Bottom line: People need religion to explain things, or at least their ancestors did, and because their ancestors did, religion is already woven into the culture via millenia of existence, so those later people will get it anyway. Religion is not something that can be stopped from coming into being.

I like your assessment. Insightful and succinct. Kudos! :)
 
It depends very much on how you define religion. If you say that all supernatural explanations are definitionally religious, then religion really is absolutely inevitable (see Emperor Norton's post).

However, religion can be defined in contrast to magic. Levi-Strauss had the following to say on the subject:

'Religion consists in a humanization of natural laws and magic in a naturalization of human actions- treatment of certain human actions as if they were an integral part of physical determinism- these are not alternatives or stages in an evolution. The anthropomorphism of nature (of which religion consists) and the physiomorphism of man (by which we have defined magic) constitute two components which are always given, and vary only in proportion.' (The Savage Mind p.221).

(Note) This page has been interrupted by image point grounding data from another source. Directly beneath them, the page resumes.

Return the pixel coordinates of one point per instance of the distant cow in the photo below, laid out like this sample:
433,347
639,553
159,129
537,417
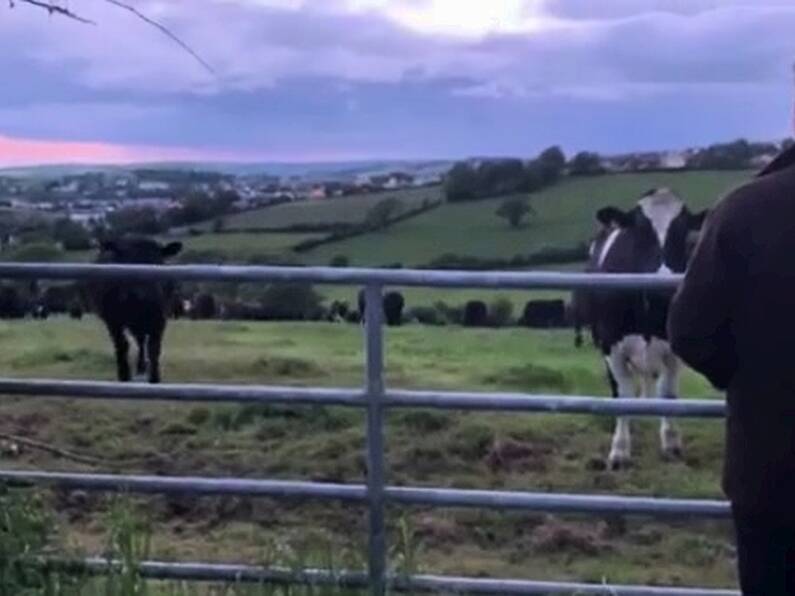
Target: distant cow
628,326
139,308
544,313
394,304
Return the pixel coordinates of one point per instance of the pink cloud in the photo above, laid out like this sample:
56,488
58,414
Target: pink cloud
16,151
19,151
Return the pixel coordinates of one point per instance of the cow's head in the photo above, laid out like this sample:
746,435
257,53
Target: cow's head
663,229
134,250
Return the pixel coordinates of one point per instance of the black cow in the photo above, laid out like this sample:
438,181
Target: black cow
544,313
628,326
139,308
394,303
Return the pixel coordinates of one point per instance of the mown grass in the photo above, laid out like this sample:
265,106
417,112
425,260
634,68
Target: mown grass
241,247
424,447
341,210
565,214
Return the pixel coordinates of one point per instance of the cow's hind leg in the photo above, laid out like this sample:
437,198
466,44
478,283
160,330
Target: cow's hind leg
668,388
622,384
121,346
141,366
153,346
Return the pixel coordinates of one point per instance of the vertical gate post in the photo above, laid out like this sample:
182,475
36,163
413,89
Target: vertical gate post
374,349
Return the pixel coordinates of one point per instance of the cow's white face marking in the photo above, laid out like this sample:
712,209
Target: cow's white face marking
661,208
608,245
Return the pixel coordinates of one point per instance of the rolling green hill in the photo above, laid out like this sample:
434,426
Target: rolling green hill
564,218
343,210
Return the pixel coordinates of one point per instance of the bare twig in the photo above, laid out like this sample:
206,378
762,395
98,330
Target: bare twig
53,8
64,453
163,29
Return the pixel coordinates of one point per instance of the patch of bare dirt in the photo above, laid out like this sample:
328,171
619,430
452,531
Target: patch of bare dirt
509,455
556,536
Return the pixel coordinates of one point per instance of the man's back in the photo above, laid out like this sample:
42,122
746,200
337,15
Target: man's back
734,320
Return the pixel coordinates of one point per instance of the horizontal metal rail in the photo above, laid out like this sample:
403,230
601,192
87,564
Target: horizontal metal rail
446,400
343,276
437,497
244,574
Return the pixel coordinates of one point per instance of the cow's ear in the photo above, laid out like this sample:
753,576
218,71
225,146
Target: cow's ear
171,250
697,219
609,216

Now what seems obvious (to me anyway) is that the religious component of belief-systems has predominated over the magical in all of the major literate civilizations. We don't have major civilizations with shamans, practicing totemism. Instead, we have major civilizations with Gods and priests. Could this have turned out otherwise? If so, I think that its the closest that we get to a world (or at least some of the world) without religion.
 
Well, this is tricky. If you go with some views, religion was first used to explain the world around us. It was only when philosophy and science emerged that religion began to define its own field. For example, the ancient greeks believed that lightning was Zeus getting pissed off. If they don't have religion, how will they explain such a thing? Maybe they won't care, in which case, congratulations on slowing the development of science and philosophy.
 
Impossible.

Humans are pack animals, an integral part of our wiring requires us to search to be part of something bigger than we are, because being alone in the dark is no fun. Explaining the unexplainable falls into the same little hole in our brains. God/the gods/heaven is the big beard in the sky, the all powerful figure that we can justify our actions with or unconciously rely on to make things better when they're not good. In other words, a parent.

To get rid of religion, you'd have to change our sociology, mindset, and maybe even biology.